Sans implication personnelle des chercheurs dans l’industrie et dans les services, sans conscience que le résultat de leurs travaux conditionne le monde de leurs enfants, il est impossible d’adapter l’activité économique aux exigences de l’équilibre de l’écosystème.
Encore faut-il qu’ils soient conscients de la responsabilité qui est la leur, et qui dépasse largement le seul cadre de l’entreprise.
Il n’y a pas d’exemple à donner sur la stratégie verte en matière de recherche-développement.
Si, dans les autres métiers de l’entreprise, nous sommes encore largement désemparés face aux nouvelles reponsabilités qu’engendre le facteur environnement, nous avons au moins des exemples d’expériences, en France ou ailleurs.

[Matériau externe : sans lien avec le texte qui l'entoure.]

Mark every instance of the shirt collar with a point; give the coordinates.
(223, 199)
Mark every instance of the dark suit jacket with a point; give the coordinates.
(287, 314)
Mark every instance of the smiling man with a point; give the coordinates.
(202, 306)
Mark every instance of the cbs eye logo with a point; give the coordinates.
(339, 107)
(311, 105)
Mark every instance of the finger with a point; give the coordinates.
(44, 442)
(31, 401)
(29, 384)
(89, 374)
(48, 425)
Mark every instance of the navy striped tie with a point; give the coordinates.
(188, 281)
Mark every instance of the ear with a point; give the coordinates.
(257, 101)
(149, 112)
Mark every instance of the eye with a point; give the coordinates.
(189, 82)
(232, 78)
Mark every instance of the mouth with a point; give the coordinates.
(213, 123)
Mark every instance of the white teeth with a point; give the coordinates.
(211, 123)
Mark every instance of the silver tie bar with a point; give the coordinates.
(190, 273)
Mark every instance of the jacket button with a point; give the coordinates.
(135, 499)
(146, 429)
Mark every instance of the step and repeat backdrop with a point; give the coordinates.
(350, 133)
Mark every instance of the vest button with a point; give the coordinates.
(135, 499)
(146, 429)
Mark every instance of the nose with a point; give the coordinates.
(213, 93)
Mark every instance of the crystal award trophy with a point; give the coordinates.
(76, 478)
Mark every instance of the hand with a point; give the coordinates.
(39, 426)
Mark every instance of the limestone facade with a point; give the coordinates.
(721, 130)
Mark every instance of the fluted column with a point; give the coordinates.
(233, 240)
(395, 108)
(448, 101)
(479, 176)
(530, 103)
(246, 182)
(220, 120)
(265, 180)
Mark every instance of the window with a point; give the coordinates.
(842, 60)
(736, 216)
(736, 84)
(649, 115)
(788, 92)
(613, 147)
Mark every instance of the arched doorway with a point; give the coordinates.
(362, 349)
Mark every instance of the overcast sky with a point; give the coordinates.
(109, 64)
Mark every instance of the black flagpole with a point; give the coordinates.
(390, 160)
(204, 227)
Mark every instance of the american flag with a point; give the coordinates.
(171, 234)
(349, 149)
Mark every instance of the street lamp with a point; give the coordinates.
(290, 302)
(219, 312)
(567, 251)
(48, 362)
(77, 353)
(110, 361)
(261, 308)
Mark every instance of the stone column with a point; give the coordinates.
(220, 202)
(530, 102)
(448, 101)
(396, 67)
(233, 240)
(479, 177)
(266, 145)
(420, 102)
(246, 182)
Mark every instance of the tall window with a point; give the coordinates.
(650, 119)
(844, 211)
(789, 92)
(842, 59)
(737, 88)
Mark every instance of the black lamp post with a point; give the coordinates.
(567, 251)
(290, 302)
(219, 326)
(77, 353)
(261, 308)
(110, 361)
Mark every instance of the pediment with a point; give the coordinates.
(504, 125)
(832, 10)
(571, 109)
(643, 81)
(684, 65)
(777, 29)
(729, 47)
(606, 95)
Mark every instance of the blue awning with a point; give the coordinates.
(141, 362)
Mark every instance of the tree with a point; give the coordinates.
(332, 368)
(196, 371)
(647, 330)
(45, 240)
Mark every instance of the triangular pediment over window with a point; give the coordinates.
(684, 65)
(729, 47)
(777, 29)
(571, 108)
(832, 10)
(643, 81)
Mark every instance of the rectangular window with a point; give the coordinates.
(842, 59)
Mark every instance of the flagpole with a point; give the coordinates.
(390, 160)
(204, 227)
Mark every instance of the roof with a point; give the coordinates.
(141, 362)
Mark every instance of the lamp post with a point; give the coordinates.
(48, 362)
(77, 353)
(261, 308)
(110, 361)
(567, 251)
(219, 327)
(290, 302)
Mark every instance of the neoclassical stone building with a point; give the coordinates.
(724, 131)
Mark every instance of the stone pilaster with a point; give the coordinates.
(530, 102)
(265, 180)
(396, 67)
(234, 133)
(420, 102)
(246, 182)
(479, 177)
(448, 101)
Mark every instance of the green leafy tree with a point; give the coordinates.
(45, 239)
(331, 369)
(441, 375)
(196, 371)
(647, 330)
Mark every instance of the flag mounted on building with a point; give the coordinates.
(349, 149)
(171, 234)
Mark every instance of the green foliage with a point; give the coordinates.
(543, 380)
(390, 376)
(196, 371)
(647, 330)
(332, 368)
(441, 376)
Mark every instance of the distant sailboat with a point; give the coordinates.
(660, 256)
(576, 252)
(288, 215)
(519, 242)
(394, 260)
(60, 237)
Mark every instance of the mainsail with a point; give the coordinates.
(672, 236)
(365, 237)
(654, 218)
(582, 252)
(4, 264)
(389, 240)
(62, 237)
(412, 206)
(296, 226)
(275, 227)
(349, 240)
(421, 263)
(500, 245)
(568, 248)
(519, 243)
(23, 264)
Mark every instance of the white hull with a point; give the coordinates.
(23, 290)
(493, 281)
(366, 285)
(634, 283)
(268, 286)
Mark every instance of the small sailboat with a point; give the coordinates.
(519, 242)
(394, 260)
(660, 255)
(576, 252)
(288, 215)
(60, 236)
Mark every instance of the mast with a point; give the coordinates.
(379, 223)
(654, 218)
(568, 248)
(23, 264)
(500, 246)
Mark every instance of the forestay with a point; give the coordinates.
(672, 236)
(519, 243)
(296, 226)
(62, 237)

En matière de recherche-développement, dans le cadre de l’économie de marché (dans les économies dirigées, le désastre est total), il n’y a pas (encore) de modèles ou d’exemples où l’exigence d’une moralisation et de règles strictes anticipant la législation puisse être présentée comme exemple à suivre.
C’est dans le métier de recherche-développement néanmoins, avec ses aspects d’impact sur l’environnement et du poids que celui-ci excerce sur l’activité, de l’importance des ressources humaines et enfin des responsabilités collective et personnelle que se joue l’avenir de l’entreprise.
Les deux dimensions nouvelles qu’introduit le facteur environnement dans la gestion et dans la planification de l’entreprise au niveau du métier recherche-développement, sont celles du très long terme et celle de la responsabilité, y compris personnelle, par rapport à la communauté.
Il n’y aucune raison pour que les mêmes mécanismes sociopoli- tiques, qui ont joué dans la maîtrise extraordinaire de l’énergie nucléaire militaire – dans le sens que pour la première fois, la puissance de destruction d’un clan par rapport à un autre n’aura pratiquement jamais été testée —, ne jouent pas dans les défis de maîtrise de l’environnement que nous posent l’ensemble des résultats qui sortent tous les jours de nos laboratoires industriels.
Encore faut-il que l’entreprise, à sa modeste échelle, identifie une stratégie verte en recherche-développement qui soit pleinement consciente et pleinement responsable des objectifs qu’elle se fixe.